Kick in the pants, shot in the arm, slap in the face, or, inspiration.

Being inspired is sort of a funny thing. It’s strangely unsettling, like the beginning of a storm. The sky darkens and the air chills, but you don’t know the storm is upon you until a rogue gust of wind flings open your front door. That’s what being inspired feels like to me – the throwing open of a closed door.

There’s been a lot of talk flying around between the three of us about what this project is, where it is going, what we want it to mean to people. Those answers will come, eventually, as we move along the road and our project leaks into the empty corners that only experience can fill. For now, we can share how we got here, what inspired us to inspire.

Allie has been shooting film for the outdoor industry for two years. Every so often she would disappear to participate in some industry convention or film festival and return elevated, full of stories about amazing people she’d spent time with. One such person is Nick Waggoner, director/producer of Sweetgrass Productions. When I met him, he was in Aspen to attend the Powder Magazine 2010 Powder Video Awards at the Winter X-Games. He walked away with the award for Best Cinematography for his film “Signatures,” performed an impromptu harmonica solo as his acceptance speech and shook Warren Miller’s hand, then took us back to the candy-colored short-bus that he calls home. That night we slept five across in the back of the bus, protected from the Colorado cold by body heat and down sleeping bags.

Ladies and Gentlemen, Nick Waggoner on the harmonica.

I was absolutely floored.

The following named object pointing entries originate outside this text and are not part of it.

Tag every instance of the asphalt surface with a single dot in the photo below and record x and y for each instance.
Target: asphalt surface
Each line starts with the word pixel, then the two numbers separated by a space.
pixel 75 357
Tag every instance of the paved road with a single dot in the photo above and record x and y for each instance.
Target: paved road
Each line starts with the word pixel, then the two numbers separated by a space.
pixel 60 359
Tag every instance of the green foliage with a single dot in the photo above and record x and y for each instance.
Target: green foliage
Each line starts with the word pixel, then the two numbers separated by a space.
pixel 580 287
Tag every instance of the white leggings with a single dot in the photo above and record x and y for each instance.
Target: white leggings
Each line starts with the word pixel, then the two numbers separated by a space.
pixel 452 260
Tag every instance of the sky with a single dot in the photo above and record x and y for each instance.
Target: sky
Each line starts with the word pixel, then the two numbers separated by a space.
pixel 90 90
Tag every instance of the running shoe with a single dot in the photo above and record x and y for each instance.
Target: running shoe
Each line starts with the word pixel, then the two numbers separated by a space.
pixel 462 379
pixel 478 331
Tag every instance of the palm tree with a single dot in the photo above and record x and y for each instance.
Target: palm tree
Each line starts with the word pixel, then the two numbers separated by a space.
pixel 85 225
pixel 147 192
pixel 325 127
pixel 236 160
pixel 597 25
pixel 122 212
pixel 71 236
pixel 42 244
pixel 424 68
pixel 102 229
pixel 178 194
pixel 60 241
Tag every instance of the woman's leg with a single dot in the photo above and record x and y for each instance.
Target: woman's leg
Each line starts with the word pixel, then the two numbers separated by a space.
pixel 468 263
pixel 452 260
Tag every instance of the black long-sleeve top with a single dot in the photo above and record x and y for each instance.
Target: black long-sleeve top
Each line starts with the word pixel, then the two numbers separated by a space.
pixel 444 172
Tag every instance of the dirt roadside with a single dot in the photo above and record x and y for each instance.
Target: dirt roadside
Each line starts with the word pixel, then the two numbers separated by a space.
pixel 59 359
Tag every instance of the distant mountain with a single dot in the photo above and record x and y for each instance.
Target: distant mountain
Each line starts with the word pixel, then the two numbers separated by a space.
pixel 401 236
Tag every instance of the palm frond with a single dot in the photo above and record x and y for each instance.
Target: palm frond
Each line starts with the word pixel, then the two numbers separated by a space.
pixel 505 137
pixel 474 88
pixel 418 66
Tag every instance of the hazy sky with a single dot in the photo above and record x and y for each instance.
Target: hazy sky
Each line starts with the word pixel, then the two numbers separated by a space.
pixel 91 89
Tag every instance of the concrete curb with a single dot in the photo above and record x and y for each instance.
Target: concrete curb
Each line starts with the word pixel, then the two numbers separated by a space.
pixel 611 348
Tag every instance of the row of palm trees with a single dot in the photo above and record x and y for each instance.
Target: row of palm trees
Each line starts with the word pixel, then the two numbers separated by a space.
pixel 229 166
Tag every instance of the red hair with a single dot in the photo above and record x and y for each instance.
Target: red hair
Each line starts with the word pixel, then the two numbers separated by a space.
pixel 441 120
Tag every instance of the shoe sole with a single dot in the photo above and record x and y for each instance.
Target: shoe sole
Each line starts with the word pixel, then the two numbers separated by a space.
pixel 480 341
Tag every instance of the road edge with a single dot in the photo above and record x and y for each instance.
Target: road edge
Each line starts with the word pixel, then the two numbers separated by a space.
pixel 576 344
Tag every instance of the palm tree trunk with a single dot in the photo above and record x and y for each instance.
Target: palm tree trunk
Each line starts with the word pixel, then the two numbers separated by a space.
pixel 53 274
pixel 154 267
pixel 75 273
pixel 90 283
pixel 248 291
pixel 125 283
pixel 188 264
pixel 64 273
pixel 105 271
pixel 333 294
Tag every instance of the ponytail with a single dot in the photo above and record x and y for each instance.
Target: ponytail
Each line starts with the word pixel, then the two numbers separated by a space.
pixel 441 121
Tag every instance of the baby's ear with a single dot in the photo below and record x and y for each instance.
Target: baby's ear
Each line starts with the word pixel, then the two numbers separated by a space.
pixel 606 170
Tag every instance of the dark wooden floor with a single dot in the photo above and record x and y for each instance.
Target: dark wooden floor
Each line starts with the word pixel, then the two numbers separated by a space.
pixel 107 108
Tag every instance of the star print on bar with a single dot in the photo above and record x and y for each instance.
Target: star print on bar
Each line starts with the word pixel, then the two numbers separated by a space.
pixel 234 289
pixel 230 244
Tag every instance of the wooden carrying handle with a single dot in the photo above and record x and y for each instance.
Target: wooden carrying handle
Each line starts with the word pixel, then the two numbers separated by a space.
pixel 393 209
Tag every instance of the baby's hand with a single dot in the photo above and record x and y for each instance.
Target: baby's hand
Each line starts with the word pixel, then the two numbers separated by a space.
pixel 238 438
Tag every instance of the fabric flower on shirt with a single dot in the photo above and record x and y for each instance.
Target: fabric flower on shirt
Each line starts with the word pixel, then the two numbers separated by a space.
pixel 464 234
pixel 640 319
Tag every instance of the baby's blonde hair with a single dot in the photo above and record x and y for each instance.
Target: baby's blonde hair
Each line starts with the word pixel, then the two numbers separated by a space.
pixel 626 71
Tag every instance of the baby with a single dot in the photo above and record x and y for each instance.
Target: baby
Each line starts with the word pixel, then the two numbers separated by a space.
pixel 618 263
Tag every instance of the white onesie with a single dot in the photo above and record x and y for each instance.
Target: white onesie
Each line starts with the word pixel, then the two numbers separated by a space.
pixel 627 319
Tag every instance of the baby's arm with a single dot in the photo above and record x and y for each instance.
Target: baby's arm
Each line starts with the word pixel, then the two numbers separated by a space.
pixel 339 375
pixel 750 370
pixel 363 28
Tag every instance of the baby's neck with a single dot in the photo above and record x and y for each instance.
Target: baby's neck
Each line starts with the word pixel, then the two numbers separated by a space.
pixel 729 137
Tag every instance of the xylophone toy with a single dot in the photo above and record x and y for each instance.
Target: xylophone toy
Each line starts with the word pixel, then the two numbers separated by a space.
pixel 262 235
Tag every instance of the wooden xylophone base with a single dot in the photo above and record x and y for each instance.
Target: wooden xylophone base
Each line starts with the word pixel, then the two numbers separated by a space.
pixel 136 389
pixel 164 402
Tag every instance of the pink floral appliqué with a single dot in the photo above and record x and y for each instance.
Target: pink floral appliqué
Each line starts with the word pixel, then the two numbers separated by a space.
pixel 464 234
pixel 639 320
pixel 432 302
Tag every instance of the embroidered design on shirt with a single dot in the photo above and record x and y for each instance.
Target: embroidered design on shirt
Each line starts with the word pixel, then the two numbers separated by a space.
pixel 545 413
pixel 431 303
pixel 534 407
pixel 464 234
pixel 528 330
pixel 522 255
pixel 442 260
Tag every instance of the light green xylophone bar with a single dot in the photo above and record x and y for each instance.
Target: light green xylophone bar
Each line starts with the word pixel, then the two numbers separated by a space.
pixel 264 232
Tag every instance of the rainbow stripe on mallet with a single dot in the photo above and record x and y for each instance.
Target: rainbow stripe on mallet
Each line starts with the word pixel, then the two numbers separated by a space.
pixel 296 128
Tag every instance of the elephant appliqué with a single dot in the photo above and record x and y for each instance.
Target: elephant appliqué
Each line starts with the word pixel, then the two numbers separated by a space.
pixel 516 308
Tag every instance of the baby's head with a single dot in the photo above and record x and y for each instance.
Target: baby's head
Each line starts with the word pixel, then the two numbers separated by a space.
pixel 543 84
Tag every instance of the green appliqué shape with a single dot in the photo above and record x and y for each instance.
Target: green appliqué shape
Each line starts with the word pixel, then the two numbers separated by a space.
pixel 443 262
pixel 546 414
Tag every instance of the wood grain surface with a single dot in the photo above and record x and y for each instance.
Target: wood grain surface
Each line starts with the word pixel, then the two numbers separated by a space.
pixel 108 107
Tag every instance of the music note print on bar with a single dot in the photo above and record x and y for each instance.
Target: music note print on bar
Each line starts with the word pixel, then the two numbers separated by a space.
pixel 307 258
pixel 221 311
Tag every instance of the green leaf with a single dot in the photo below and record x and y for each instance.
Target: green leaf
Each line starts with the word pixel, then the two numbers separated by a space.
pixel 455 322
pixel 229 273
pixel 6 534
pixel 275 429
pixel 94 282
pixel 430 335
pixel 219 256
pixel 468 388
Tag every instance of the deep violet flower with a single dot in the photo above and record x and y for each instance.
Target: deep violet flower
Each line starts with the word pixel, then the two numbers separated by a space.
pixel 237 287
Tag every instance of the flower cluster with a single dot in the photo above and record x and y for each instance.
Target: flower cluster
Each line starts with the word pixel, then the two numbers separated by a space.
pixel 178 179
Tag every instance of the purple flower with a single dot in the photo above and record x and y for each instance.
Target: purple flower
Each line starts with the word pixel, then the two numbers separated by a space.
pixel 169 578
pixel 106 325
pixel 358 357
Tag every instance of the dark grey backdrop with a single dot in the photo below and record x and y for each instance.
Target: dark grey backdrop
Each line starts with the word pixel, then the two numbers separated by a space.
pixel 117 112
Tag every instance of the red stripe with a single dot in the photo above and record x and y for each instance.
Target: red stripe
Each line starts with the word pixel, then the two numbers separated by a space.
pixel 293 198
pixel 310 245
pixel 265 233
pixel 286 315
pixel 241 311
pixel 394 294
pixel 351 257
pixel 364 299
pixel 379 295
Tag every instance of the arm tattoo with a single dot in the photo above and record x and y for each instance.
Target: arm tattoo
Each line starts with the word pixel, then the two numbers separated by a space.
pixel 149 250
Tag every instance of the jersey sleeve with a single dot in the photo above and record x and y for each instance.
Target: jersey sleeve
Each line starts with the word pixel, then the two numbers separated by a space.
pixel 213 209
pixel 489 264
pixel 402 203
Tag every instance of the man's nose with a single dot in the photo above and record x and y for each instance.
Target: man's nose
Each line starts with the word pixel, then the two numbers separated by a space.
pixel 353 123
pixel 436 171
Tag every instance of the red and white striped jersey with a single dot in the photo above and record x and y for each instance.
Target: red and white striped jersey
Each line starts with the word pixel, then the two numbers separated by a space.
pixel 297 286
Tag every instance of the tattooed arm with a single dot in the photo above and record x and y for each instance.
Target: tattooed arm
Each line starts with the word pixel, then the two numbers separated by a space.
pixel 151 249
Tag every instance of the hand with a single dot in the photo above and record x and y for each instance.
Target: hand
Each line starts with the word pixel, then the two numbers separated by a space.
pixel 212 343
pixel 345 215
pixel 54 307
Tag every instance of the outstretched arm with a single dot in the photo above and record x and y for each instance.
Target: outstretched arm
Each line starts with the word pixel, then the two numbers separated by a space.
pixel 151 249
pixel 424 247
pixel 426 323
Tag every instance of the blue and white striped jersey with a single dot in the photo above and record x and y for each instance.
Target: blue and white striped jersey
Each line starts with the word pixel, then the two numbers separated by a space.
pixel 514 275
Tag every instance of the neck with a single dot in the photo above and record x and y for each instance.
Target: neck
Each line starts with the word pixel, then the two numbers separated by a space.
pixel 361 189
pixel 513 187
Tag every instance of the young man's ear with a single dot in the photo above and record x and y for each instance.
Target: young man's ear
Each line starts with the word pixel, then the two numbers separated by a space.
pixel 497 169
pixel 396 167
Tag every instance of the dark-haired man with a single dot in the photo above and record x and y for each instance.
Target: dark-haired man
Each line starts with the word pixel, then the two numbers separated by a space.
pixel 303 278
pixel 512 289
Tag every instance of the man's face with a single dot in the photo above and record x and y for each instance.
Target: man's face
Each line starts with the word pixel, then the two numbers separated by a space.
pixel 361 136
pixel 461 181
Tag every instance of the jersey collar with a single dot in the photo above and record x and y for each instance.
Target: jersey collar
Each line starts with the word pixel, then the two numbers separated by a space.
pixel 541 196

Nick’s life seemed so contradictory– rubbing elbows with the skiing world’s glitterati then returning to his home on wheels, eating stale Raisin Bran and musing with us about the poetry written on the bus’ haiku wall. It wasn’t long after this that Allie started talking about her Airstream, how she yearned for a home with wheels. “I could never do that,” I marveled to myself when she left Durango in her newly bought veggie oil-converted truck, en route to buy an Airstream in Boulder.

And as there are bumps in every country road, Allie’s road held some unseen dips and holes. Only a few miles outside of Boulder on the return trip to Durango, her veggie engine seized. She ended up stranded for a month, refiguring her dream and reworking logistics. She eventually hitched a ride to 5point Film Festival in Carbondale, CO, then to Durango to empty her room before her lease was up. She invited Greer and I over to share some beers and keep her company while she packed. We’d received a few cryptic text messages from her while she was in Carbondale, and were thus curious as to where this meeting would go.

Elvira, Allie's doomed veggie-oil truck, being hauled off in Boulder

We learned that when she was at 5point, Allie screened “180 South,” a film about Jeff Johnson’s re-creation of Yvan Chouinard and Doug Tompkin’s 1968 voyage to Patagonia to climb a new route on Mt. Fitzroy. Yvan and Doug traveled by van through South America for months, and they made a film too, called “Mountain of Storms.” Jeff’s voyage was a passion project ten years in the making, a trip by land and by sea. “180 South” weaves his trip together with South America’s ecological devastation, a cause that Doug Tompkin has devoted his life to. Allie told us she was so inspired by all this that she’d decided she ought to document an adventure of her own. She said she wanted to make a film about the ever-roaming community she was about to join in her Airstream, while taking a stand for her country’s environmental woes.

I had never heard of Yvan or Doug or any sort of Patagonian adventure and was completely perplexed by the idea of “dirtbagging,” but Allie had the fire in her eyes. From the minute she pitched us the project, it was a done deal. She stormed into my life and flung open a door that I had never even noticed before. I was inspired, and that day I was given license to be a filmmaker, adventurer and the writer I’d always fancied myself to be.

I hope this experience will ultimately yield a film about what can happen when people get inspired. Every person we are searching for is doing something courageous – railing against the status quo and pushing for their passion. We hope to discover what motivates them, what pushes them, what unlocks the hidden doors in their hearts.